Vertical Coordinate

Initialization

The default VertCoord instance is created by the init method, which assumes that Decomp has already been initialized.

Decomp::init();
VertCoord::init();

The default instance can be retrieved by:

auto *DefVertCoord = VertCoord::getDefault();

Additional instances can be created by calling the create method.
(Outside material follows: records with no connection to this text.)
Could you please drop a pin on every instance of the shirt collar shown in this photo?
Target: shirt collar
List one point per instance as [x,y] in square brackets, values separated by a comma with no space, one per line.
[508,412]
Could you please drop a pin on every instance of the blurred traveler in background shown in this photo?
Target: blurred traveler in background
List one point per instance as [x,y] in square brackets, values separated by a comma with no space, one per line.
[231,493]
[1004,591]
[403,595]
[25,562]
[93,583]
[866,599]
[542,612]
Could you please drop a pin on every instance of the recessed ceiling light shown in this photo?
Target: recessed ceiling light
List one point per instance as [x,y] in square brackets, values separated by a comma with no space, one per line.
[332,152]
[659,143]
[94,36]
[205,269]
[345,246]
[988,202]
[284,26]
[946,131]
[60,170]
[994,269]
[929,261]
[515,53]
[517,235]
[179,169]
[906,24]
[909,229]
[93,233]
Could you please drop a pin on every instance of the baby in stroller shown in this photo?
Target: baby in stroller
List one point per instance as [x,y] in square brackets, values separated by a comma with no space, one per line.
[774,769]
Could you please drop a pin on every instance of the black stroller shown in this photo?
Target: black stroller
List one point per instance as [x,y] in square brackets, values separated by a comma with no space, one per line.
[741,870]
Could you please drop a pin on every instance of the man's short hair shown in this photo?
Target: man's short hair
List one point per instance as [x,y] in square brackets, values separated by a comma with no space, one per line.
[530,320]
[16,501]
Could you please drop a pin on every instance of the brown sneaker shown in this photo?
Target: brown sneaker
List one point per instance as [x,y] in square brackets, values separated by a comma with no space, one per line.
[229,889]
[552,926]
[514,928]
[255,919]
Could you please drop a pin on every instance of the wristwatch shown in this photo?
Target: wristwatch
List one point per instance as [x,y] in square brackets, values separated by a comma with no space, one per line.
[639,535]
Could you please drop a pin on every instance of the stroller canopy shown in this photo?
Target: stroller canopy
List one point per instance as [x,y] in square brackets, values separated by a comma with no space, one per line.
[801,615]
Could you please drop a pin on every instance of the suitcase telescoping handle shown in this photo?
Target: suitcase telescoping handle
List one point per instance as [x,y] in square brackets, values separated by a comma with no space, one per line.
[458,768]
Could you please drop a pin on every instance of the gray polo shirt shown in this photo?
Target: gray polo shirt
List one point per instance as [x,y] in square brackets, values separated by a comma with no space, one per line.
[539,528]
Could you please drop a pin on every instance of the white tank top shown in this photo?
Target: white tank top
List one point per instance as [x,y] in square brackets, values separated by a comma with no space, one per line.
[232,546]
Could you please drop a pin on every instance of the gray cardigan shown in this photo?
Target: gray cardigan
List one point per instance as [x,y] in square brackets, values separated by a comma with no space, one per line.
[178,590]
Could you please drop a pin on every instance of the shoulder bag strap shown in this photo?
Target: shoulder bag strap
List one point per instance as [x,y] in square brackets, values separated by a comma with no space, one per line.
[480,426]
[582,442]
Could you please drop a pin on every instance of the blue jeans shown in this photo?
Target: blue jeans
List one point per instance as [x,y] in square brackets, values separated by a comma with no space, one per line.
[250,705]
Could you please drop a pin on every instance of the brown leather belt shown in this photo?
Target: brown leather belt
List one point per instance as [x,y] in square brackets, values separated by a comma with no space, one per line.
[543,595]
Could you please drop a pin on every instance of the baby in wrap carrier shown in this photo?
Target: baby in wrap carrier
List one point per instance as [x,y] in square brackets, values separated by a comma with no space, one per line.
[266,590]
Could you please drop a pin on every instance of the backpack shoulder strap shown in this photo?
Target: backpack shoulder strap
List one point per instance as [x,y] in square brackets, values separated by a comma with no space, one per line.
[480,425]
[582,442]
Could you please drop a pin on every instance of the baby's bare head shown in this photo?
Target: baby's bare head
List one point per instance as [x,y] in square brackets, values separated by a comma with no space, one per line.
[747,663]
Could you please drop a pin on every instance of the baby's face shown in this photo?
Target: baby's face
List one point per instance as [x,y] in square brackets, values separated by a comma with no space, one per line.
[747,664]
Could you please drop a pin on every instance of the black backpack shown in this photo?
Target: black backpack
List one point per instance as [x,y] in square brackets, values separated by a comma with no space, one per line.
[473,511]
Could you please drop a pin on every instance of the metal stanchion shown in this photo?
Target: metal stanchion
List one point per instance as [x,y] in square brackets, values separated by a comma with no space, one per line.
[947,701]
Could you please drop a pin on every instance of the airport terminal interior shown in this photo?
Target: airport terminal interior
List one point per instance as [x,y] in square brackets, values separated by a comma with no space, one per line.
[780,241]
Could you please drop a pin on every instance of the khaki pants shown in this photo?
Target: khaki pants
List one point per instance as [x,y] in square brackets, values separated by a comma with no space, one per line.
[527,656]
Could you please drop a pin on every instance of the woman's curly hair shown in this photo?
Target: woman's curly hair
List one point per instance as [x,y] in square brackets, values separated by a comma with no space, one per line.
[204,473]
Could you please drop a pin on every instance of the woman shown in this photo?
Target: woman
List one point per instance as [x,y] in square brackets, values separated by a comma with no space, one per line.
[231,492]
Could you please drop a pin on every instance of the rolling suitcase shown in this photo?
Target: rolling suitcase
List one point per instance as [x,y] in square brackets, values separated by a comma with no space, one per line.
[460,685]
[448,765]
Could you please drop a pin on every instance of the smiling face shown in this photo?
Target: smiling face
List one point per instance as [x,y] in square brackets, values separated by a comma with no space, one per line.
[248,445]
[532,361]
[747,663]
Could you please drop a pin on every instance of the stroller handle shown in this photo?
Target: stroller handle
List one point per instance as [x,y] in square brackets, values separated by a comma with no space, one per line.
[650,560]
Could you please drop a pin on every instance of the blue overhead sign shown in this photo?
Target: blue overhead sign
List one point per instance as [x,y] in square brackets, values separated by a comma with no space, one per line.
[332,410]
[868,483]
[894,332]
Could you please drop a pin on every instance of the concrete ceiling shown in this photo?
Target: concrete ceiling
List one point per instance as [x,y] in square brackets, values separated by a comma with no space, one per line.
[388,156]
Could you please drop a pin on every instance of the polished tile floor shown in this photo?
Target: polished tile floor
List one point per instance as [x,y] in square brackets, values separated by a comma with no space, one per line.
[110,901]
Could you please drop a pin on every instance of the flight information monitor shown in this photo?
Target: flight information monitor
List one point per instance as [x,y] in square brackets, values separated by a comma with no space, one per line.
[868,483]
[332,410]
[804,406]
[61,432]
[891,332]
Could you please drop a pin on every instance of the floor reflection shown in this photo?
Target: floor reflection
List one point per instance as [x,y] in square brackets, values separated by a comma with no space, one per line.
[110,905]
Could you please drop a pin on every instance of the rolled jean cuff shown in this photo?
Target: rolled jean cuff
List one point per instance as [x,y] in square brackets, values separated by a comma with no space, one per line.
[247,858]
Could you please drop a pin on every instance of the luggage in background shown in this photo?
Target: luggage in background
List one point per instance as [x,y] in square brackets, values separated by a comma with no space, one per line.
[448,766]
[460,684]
VertCoord *VertCoord::create(const std::string &Name,  ///< [in] Name for vertical coordinate
                             const Decomp *MeshDecomp, ///< [in] Decomp for mesh
                             Config *Options)          ///< [in] Confiuration options

This calls the constructor and places the instance in a map that can be used to retrieve the instance by name:

auto *DefVertCoord = VertCoord::get('Name');

The constructor stores some information from Decomp, allocates the primary member variables that are computed by methods of the VertCoord class during a model timestep. Host mirror copies are also created, with variables appended with H. It also reads in some additional mesh information and computes the information describing the min/max location of the active vertical layers. Finally, it registers variables with IOStreams so they can be requested as output.

Variables

A list of member variables along with their types and dimension sizes is below:

Variable Name	Type	Dimensions
PressureInterface	Real	NCellsSize, NVertLevelsP1
PressureMid	Real	NCellsSize, NVertLevels
ZInterface	Real	NCellsSize, NVertLevelsP1
ZMid	Real	NCellsSize, NVertLevels
GeopotentialMid	Real	NCellsSize, NVertLevels
LayerThicknessPStar	Real	NCellsSize, NVertLevels
MinLevelCell	Integer	NCellsSize
MaxLevelCell	Integer	NCellsSize
MinLevelEdgeTop	Integer	NEdgesSize
MaxLevelEdgeTop	Integer	NEdgesSize
MinLevelEdgeBot	Integer	NEdgesSize
MaxLevelEdgeBot	Integer	NEdgesSize
MinLevelVertexTop	Integer	NVerticesSize
MaxLevelVertexTop	Integer	NVerticesSize
MinLevelVertexBot	Integer	NVerticesSize
MaxLevelVertexBot	Integer	NVerticesSize
VertCoordMovementWeights	Real	NCellsSize, NVertLevels
RefLayerThickness	Real	NCellsSize, NVertLevels
BottomDepth	Real	NCellsSize

Removal

VertCoord instances can be removed by name:

VertCoord.erase("Name");

or all instances can be destroyed by calling:

VertCoord.clear();

Use of hierarchical parallelism

The methods computePressure and computeZHeight are similar in that they use hierarchical parallelism to split the work for horizontal cells over teams of threads, with a parallel_for. This is done with a TeamPolicy:

const auto Policy = TeamPolicy(NCellsAll, OMEGA_TEAMSIZE, 1);

The parallel_for is then called with this policy:

Kokkos::parallel_for("loopName", Policy, KOKKOS_LAMBDA(const TeamMember &Member) {
       const I4 ICell = Member.league_rank();
     ...
}

The cumulative sum in the vertical is computed among threads (in parallel) within in the parallel_for using a parallel_scan. The parallel_scan is called inside the parallel_for:

Range = KMax - KMin + 1;
Kokkos::parallel_scan(
    TeamThreadRange(Member, Range),
    [&](int K, Real &Accum, bool IsFinal) {
    ...
}

where KMax and KMin are the maximum and minimum active vertical layer indices. In computeTargetThickness an outer loop divides the horizontal cells over teams of threads as above, however, there is a nested parallel_reduce that computes the column sum of the reference layer thicknesses times the vertical coordinate movement weights among threads in a team:

Real SumWh 0= 0;
Kokkos::parallel_reduce(
    Kokkos::TeamThreadRange(Member, KMin, KMax + 1),
    [=](const int K, Real &LocalWh) {
       LocalWh += VertCoordMovementWeights(ICell, K) *
                  RefLayerThickness(ICell, K);
    },
    SumWh);

also, the vertical computation of the target thicknesses are computed in a nested parallel_for:

Kokkos::parallel_for(
    Kokkos::TeamThreadRange(Member, NChunks), [&](const int KChunk) {
   ...
}

This parallel_for iterates over vertical chunks to facilitate vectorization on CPUs within in inner for loop over the vector length. The vector length on GPUs is set to 1 to maximize parallelism. The computeGeopotential method uses hierarchical parallelism in a very similar way to computeTargetThickness, except that it doesn’t require a column sum. It has an outer parallel_for that splits horizontal cells into teams and an inner parallel_for that does vertical computations in chunks.